How long do you spend balancing a game?  How many playtest games are needed before you commit to the board/cards/values that will be in the final game?
Ema: I have several notebooks where I write down my ideas. Sometimes these ideas never become a prototype. Sometimes different ideas merge together to make only one prototype. Some prototypes are no good so I decide to stop them. I playtest my games a lot before asking my friends to try them and I try to go to them only if the game really works. Of course, sometimes what looks like a promising design fails miserably to work with “real gamers”. But with more experience I have reduced the amount of time it takes to develop an idea. I’m able to decide if a game will work or not earlier than I could a few years ago. Therefore, I have more time to concentrate on valid ideas.

The number of playtests and amount of time to spend in tuning depends on the game. Assyria was really well tuned and Cyril from Ystari helped me a lot! Martinique is a much easier game and only a small amount of tuning was required. Byzanz, on the other hand, required almost no further tuning (only the rule for the special case where all players pass the auction was discussed with Amigo’s developer).

How did you sell your first game?  Did you self-publish?  How did you get your first publishing deal?
Ema: My very first game was Fantasy Pub. My wife and I decided to self-publish the game and to go to Essen to try our luck. It was a great fun and sold out. The next year we were at the fair with Oltremare and this time the success was even greater. I was contacted by several publishers for a license a few times after this which resulted in the creation of the Amigo version. The nice thing was that, in the meantime, Tilsit was really interested in a new version of Fantasy Pub and the two games in the new edition were finally released together at Essen.

Is designing your full-time job?  When you did your first game, did you do it full-time or have another job too?
Ema: I have another job. I am software engineering and I am currently working as support for a US-based software company. The boardgame market is not rich enough to give me and my family the chance to live off of this.
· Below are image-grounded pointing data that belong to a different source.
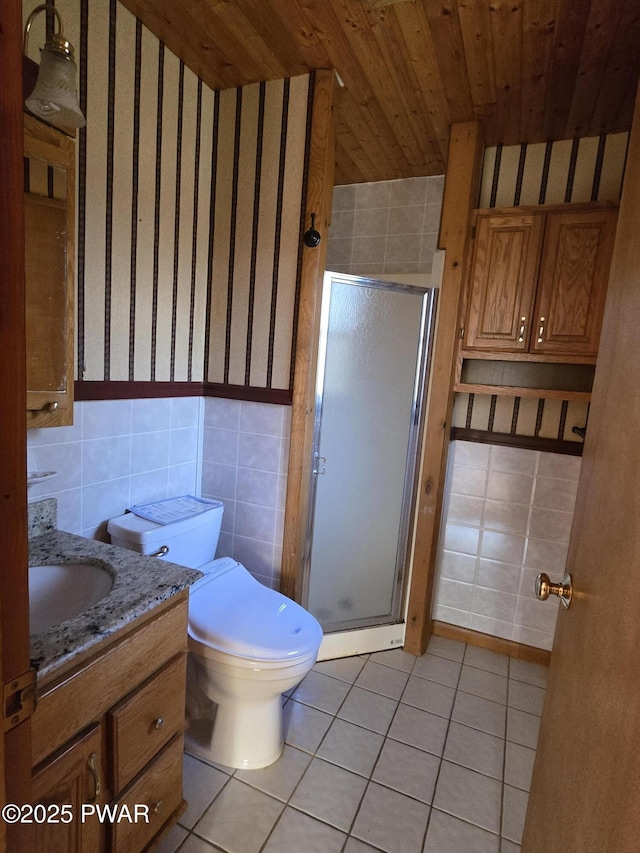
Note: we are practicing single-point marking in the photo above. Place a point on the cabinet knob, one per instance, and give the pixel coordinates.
(541, 329)
(97, 784)
(523, 328)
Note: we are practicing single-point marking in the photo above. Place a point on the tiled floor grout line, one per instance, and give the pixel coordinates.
(441, 759)
(313, 752)
(375, 764)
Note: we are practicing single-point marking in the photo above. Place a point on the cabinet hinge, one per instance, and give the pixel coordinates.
(19, 699)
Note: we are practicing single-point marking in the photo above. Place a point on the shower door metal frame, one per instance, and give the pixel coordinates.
(412, 465)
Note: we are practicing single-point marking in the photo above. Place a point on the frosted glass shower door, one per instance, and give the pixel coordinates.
(371, 374)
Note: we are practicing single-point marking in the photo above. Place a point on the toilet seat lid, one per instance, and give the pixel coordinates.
(240, 616)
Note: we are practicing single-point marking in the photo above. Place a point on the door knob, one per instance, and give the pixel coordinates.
(545, 588)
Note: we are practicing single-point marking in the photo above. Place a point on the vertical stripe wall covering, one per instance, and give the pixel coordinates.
(578, 170)
(189, 213)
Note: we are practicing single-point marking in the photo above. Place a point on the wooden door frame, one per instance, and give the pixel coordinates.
(462, 185)
(318, 201)
(14, 610)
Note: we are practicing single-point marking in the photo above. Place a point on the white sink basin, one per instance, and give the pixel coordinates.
(60, 591)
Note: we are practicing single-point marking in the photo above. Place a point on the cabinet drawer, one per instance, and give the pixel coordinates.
(159, 788)
(145, 720)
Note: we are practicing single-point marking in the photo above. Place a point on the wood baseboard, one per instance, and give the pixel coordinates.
(494, 644)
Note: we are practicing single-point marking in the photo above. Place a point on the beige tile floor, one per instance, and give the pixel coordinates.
(384, 752)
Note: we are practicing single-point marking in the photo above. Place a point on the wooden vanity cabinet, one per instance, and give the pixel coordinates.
(121, 710)
(61, 785)
(537, 282)
(49, 203)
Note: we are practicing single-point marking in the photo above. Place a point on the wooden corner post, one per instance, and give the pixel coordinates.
(461, 190)
(319, 198)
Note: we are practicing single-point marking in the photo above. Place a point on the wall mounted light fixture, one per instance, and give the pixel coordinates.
(54, 97)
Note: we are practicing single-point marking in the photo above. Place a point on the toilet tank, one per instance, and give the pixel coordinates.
(191, 541)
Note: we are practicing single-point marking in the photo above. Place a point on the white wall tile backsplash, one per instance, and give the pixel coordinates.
(507, 516)
(245, 454)
(385, 227)
(121, 452)
(117, 453)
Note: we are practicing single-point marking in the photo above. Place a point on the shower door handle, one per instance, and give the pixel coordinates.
(320, 466)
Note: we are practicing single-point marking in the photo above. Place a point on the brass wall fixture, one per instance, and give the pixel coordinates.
(54, 97)
(312, 237)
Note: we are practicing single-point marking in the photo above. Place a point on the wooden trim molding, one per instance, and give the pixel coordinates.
(494, 644)
(137, 390)
(15, 744)
(461, 192)
(320, 174)
(527, 442)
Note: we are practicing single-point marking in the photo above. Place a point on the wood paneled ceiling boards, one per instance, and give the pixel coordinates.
(528, 70)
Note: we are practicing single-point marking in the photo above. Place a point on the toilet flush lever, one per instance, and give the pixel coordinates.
(321, 464)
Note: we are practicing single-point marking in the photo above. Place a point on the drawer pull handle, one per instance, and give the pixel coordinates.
(97, 784)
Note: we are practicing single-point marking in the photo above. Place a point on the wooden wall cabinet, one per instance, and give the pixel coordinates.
(537, 283)
(111, 731)
(49, 272)
(538, 280)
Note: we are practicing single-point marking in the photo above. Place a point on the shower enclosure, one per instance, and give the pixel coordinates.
(373, 364)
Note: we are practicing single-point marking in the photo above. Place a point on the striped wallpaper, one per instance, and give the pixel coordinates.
(189, 212)
(579, 170)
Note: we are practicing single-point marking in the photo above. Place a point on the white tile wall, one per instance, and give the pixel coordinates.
(507, 516)
(245, 456)
(117, 453)
(385, 227)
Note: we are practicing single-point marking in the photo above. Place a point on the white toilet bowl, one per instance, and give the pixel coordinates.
(249, 645)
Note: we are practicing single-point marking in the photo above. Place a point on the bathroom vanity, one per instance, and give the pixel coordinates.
(107, 732)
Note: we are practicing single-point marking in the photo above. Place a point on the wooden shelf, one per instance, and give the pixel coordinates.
(512, 391)
(526, 356)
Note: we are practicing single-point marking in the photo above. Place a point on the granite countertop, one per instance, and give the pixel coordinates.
(141, 583)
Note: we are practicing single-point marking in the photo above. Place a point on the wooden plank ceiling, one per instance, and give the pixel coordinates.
(528, 70)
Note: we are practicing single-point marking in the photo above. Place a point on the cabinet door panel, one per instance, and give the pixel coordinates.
(573, 281)
(503, 278)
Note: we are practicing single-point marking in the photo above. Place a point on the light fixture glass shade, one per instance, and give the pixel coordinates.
(54, 97)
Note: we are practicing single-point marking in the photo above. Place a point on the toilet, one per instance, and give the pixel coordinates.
(248, 644)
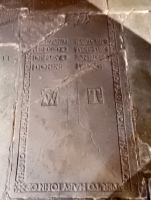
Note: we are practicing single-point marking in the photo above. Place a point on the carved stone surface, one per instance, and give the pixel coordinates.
(73, 134)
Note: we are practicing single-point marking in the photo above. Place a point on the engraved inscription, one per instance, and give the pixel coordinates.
(65, 102)
(50, 49)
(69, 187)
(49, 57)
(95, 96)
(57, 41)
(49, 66)
(49, 97)
(91, 41)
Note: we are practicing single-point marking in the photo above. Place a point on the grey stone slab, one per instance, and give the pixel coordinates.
(13, 4)
(128, 6)
(138, 46)
(8, 75)
(73, 134)
(9, 28)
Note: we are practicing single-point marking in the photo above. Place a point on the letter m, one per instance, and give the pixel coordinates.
(49, 97)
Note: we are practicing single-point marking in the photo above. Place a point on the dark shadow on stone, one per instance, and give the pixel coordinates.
(63, 5)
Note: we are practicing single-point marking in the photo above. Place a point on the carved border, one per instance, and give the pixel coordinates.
(123, 144)
(21, 186)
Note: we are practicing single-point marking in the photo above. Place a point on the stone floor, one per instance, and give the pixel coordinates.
(135, 18)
How much time each week do you spend on game design? Do you try to work fixed hours or just work when your mind is being creative?
Ema: My mind never really stops being creative. The “alone playtest” phase is in the evening – Almost each evening I spend few hours to think, design, prepare prototypes or play for my own. So I could say about 3-4 evenings per week, plus a couple of nights to play. The secret? Avoiding the television gives me more and more free time and doesn’t kill my mind.
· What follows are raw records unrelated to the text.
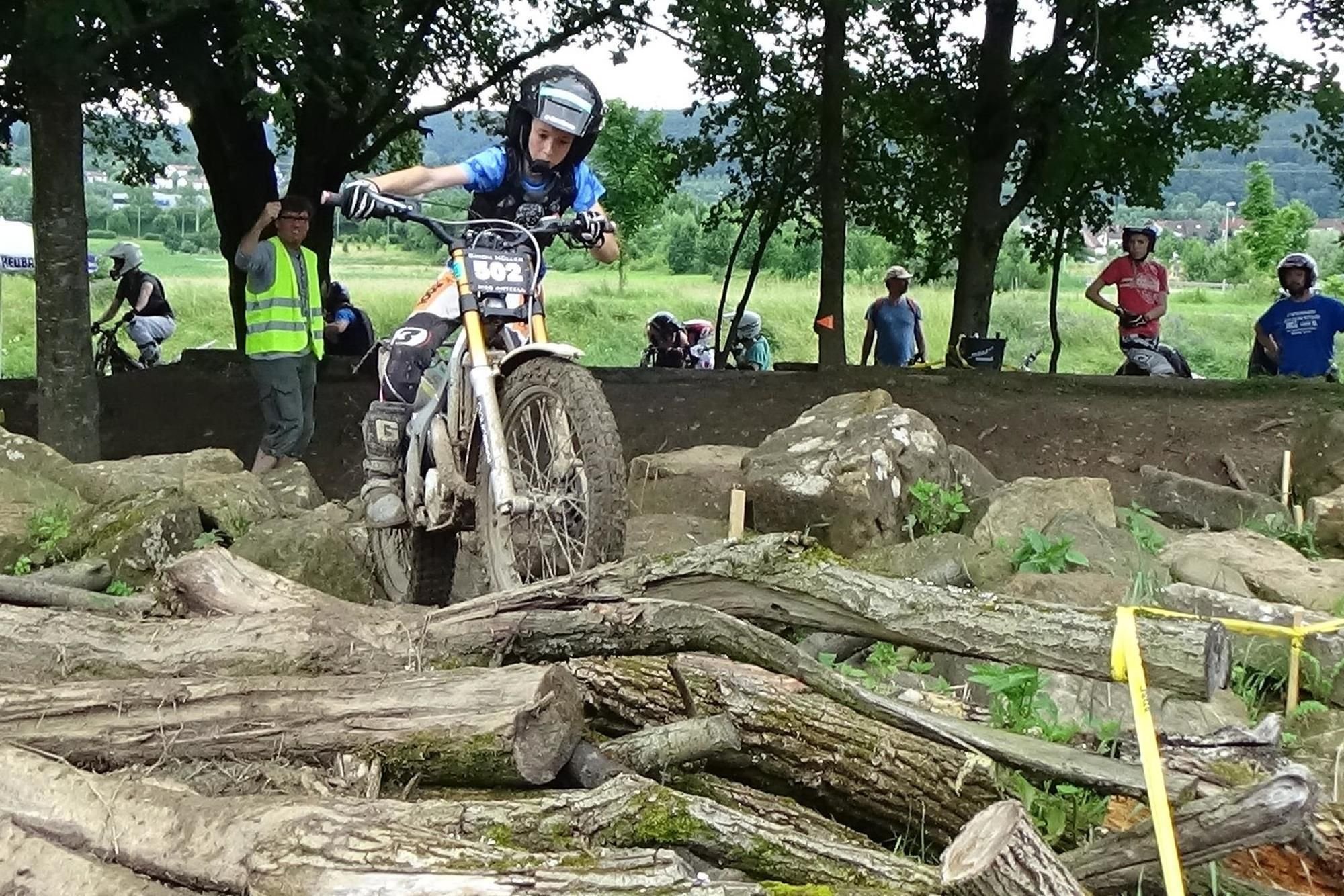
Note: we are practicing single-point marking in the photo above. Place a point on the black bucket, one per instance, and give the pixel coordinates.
(982, 351)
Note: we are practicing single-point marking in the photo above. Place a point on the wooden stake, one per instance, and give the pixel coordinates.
(1288, 478)
(1295, 666)
(737, 514)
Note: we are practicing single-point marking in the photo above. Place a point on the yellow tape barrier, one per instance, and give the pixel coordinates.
(1127, 664)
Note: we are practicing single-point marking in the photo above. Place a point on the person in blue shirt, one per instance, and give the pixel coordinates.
(1299, 332)
(537, 173)
(897, 323)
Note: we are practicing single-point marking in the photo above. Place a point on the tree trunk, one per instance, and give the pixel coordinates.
(655, 750)
(26, 593)
(1001, 854)
(34, 867)
(1260, 652)
(870, 776)
(468, 727)
(68, 388)
(1272, 812)
(831, 349)
(1057, 261)
(271, 846)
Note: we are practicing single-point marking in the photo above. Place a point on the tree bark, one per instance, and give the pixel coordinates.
(1272, 812)
(831, 349)
(91, 576)
(34, 867)
(873, 777)
(68, 389)
(677, 744)
(1001, 854)
(28, 593)
(272, 846)
(1260, 652)
(468, 727)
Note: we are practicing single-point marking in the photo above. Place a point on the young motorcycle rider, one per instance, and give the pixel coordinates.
(538, 171)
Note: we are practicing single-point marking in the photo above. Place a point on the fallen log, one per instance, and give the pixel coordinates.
(26, 592)
(91, 576)
(870, 776)
(468, 727)
(1273, 812)
(1261, 652)
(41, 645)
(274, 846)
(1001, 854)
(776, 580)
(34, 867)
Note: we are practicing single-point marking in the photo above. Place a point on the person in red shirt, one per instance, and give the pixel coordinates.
(1140, 284)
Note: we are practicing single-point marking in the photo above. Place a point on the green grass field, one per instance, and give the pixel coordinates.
(1212, 327)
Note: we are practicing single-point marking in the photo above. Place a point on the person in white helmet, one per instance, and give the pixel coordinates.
(1298, 332)
(151, 316)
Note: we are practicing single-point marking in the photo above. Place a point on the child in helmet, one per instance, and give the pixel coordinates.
(151, 316)
(752, 350)
(1298, 332)
(1140, 284)
(538, 171)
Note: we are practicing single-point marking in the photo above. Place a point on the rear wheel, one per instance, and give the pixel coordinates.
(415, 566)
(565, 453)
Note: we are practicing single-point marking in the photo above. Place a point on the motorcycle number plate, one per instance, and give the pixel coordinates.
(494, 272)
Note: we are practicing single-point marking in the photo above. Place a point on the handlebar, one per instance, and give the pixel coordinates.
(408, 210)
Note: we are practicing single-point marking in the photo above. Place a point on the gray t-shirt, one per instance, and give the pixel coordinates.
(261, 276)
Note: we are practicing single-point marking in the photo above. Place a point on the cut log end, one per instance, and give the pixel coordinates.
(999, 854)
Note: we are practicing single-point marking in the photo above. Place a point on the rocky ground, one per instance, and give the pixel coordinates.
(898, 645)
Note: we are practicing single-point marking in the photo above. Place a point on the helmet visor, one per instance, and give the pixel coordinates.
(565, 109)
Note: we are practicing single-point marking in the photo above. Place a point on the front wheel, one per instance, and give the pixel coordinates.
(565, 453)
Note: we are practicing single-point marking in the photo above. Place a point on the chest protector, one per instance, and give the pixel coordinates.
(515, 201)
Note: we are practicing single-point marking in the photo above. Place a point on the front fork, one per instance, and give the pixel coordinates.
(482, 377)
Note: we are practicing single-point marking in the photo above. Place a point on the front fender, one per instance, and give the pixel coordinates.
(538, 350)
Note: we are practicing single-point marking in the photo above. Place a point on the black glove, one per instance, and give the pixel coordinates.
(362, 198)
(593, 225)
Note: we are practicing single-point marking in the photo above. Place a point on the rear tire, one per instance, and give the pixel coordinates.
(415, 566)
(554, 402)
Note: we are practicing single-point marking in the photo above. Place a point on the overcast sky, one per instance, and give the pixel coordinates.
(657, 77)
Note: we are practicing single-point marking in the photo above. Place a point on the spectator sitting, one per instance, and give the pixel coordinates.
(1298, 332)
(897, 323)
(347, 330)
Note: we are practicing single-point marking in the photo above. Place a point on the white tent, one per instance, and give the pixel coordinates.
(17, 259)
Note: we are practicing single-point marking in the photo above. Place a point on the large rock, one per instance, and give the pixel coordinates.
(1109, 550)
(974, 478)
(697, 482)
(295, 488)
(230, 502)
(136, 535)
(843, 471)
(22, 496)
(322, 549)
(671, 534)
(1319, 457)
(1032, 503)
(106, 482)
(1183, 500)
(1079, 589)
(939, 559)
(1272, 570)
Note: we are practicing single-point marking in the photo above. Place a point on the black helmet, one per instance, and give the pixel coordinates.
(1148, 230)
(1299, 260)
(564, 97)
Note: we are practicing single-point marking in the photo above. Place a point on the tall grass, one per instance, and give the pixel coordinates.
(1212, 326)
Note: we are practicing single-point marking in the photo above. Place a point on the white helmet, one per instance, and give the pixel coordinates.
(126, 257)
(749, 326)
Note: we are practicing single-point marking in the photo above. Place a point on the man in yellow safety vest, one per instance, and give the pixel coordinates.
(286, 323)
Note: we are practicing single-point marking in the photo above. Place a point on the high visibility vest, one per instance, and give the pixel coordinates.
(276, 319)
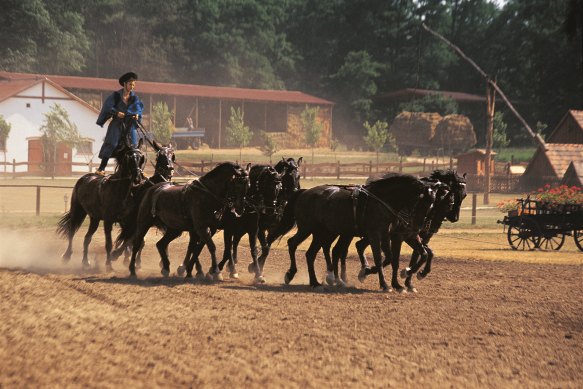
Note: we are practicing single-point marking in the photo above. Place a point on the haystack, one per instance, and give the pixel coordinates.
(454, 133)
(414, 129)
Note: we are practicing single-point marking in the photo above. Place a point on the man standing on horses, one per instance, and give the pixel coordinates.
(125, 109)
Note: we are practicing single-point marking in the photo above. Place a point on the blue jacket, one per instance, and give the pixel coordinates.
(112, 105)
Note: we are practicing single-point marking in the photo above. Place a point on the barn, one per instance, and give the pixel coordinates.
(574, 175)
(549, 164)
(276, 112)
(23, 104)
(564, 147)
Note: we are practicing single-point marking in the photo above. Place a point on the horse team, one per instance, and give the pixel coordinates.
(264, 202)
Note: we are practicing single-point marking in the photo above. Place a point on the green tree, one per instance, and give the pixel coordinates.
(238, 134)
(499, 137)
(57, 128)
(311, 126)
(162, 124)
(377, 136)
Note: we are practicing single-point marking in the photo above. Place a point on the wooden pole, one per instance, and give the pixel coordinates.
(491, 101)
(537, 138)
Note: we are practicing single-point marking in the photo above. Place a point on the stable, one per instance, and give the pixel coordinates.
(23, 104)
(276, 112)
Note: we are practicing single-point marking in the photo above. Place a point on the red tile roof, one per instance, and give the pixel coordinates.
(160, 88)
(560, 155)
(12, 87)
Do you get requests to design games for companies now?
Ema: Not really, but I am available if any company is interested.

Have you ever attended the game designers/publishers event in Göttingen?  If so, was it useful?
Ema: No, I discovered this after I published some games, so I never went there.

Do you have game designs in production for 2010?
Ema: There are some prototypes in test to different publisher at the moment. But I have no idea if they like these games and want to publish anything in 2010. Big publishers take a long time for the whole process. So if you sign a contract now you, it will probably take more than one year to have the game published, but who knows?

I am hoping to release my first game at Essen 2010.  Do you have any advice for first-time designers like me?
Ema: Good luck! My idea is that at Essen you can reach a lot of gamers. Mainly if you are a small company it’s good to have a gamer game. Try to have people talk about your game. Then you will have done the first step in the right direction!

Thank you so much, Ema, for sharing your thoughts and experiences.  Good luck with your future games. We look forwards to them.


You can read a review of Assyria here.

2 Responses to “Interview: Emanuele Ornella (Part 2)”

  1. Massimiliano Cuccia Says:

    good review!
    thanks and good luck for your game design!!

  2. Eisley Says:

    Thanks, Massimiliano. I appreciate it.